Changes to Superannuation
The superannuation system is changing from 1 July 2007. According to the Government the changes should mean most people would receive more from their super.
One of the most important changes affecting all individuals is ensuring that their chosen fund has their tax file number (TFN). Where this is not provided the individual may be charged a higher tax on contributions and their fund may not accept some types of contributions.
The responsibility falls to both the employer and employee to ensure the super fund has the TFN. Employers that do not pass on the TFN to the employee’s fund may face penalties from the Government.
Employers must give the TFN to their employee’s fund by whichever is the later of the following:
- for new employees – when the employer makes the first contribution for them
- for existing employees – when the employer makes the next contribution for them
- within 14 days after receiving the employee’s Tax file number declaration (NAT 3092) form.
Employers not making employee contributions, as would be the case where the employer pays their employee less than $450 in a calendar month, are not affected by these changes.
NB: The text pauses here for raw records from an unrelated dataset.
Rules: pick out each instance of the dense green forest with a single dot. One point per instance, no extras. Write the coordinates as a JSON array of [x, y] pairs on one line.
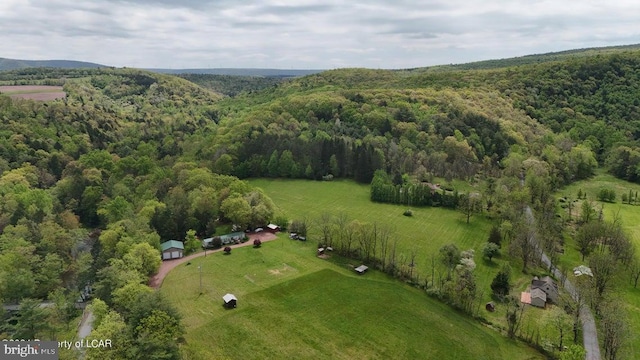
[[92, 184]]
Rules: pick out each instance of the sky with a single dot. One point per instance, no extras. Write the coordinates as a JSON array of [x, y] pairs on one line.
[[307, 34]]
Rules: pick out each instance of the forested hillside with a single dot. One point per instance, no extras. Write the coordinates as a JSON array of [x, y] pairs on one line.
[[92, 184], [349, 122]]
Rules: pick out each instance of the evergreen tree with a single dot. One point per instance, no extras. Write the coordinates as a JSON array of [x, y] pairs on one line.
[[272, 167]]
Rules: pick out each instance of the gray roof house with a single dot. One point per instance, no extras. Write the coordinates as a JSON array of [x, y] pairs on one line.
[[172, 249], [547, 285], [538, 298]]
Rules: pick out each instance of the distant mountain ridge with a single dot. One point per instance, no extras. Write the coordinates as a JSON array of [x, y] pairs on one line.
[[240, 72], [14, 64]]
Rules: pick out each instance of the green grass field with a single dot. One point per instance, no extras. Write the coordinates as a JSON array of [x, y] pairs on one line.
[[630, 217], [292, 304], [425, 232]]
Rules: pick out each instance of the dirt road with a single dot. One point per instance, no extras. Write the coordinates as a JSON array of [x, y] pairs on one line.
[[168, 265]]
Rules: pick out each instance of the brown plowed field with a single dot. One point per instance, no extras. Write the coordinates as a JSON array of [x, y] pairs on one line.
[[168, 265], [33, 92]]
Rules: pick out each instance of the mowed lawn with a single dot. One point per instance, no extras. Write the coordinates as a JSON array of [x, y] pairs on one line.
[[293, 305], [424, 233], [630, 217]]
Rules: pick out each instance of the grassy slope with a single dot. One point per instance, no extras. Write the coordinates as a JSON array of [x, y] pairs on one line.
[[294, 305], [630, 217]]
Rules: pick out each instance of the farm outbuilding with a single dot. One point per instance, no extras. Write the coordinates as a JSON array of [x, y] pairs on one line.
[[490, 306], [230, 301], [538, 298], [172, 249], [547, 285]]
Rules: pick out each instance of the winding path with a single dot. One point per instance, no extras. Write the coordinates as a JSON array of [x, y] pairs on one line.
[[589, 331], [168, 265]]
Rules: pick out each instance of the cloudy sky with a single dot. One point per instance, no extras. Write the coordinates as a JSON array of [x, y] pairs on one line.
[[307, 34]]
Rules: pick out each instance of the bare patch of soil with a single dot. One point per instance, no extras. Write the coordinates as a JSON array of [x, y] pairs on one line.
[[33, 92]]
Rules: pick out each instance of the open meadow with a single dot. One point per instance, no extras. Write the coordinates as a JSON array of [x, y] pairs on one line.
[[33, 92], [424, 233], [292, 304], [630, 217]]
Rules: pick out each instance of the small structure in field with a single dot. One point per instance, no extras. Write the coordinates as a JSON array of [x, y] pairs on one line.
[[538, 298], [230, 301], [273, 228], [172, 249], [362, 269], [542, 290], [490, 306], [582, 270], [226, 239], [548, 286]]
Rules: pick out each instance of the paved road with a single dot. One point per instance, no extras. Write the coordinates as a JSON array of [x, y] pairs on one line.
[[86, 325], [589, 331]]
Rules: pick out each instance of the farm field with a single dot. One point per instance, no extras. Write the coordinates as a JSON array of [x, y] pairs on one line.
[[292, 304], [630, 217], [33, 92], [424, 233]]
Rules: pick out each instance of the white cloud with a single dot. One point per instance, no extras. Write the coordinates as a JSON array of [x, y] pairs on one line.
[[307, 34]]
Below is an outline of other key changes as they affect employers, those currently working and those retiring or planning to retire.
Key super changes for employers
The super changes most relevant to employers include:
- Employers can claim a full tax deduction for all employer contributions, or before-tax contributions, to super for staff who are less than 75 years of age. The self-employed may also be able to claim a full tax deduction for their personal superannuation contributions
- Eligible termination payments will change to employment termination payments.
- The reasonable benefit limits (RBLs) will be abolished. Employers will no longer have to report payments made after 1 July 2007 for RBL purposes. Employers will only have to report eligible termination payments over $5,000 paid up to 30 June 2007. The deadline for this reporting is 14 July 2007.
- Pay-as-you-go withholding eligible termination payment summaries, statements and associated schedules will be updated in line with the changes.
There will be no changes to the employer’s super guarantee obligations. Employers must continue to make super contributions of at least nine per cent of each employee’s earning base to their chosen super fund.
Key super changes for individuals currently working
Super changes relevant to those currently in the workplace include:
- Making before-tax contributions of up to $50,000 a year (indexed) into super accounts is allowed.
- If 50 years of age or over, the before-tax contribution limit is $100,000 a year between 2007–08 and 2011–12.
- Making before-tax contributions is allowed up to the age of 75 – this applies to both the employer and employee.
- If under 65 years of age, after-tax contributions of up to $150,000 a year (indexed) can be made. These contributions can be ‘brought forward’ paying $450,000 in one year provided nothing is paid in the following two financial years.
- If aged between 65 and 74, at least 40 hours within 30 consecutive days must be worked in a financial year to make contributions. Tax penalties apply for going over these contribution limits.
- Up to $1m in after-tax contributions can be made into a super fund between 10 May 2006 and 30 June 2007. This is only a temporary opportunity, from 1 July 2007 the new contributions caps will apply.
- A request can be made to release money from a super fund if more than $1m has been contributed between 10 May and 6 December 2006. A request to release funds must be lodged on, or before 30 June 2007.
- If moving super to another fund a standard form, which will be accepted by all super funds, can be used. Funds will have up to 30 days to action requests.
- If eligible for the super co-contribution, all after-tax contributions up to $1,000 qualify for the super co-contribution. From 1 July 2007, those self-employed may also be eligible for the super co-contribution. The super co-contribution is indexed, means tested, and is not available to higher income earners.
For those retiring
Key super changes relevant to those retiring, or planning to retire, include:
- If 60 years of age or older super benefits are tax-free if they are paid from a taxed source.
- An income tax return for the 2007-08 financial year need not be completed if 60 years of age or older, and the only income received is that of super from a taxed source.
- Savings can be kept in super indefinitely as there are no compulsory cashing out rules.
- If drawing on a fund the super pension must pay a minimum amount based on the recipient’s age and account balance.
- Employment termination payments cannot be rolled over into super.
- Transition to retirement income stream payments in a year must be less than ten per cent of the super account balance (at the beginning of the financial year).
- A lump sum payment, under transition to retirement, cannot be taken.
- The Government pension asset test taper rate has been changed, effective 20 September 2007, meaning more people may be eligible for Government pensions such as the Age Pension.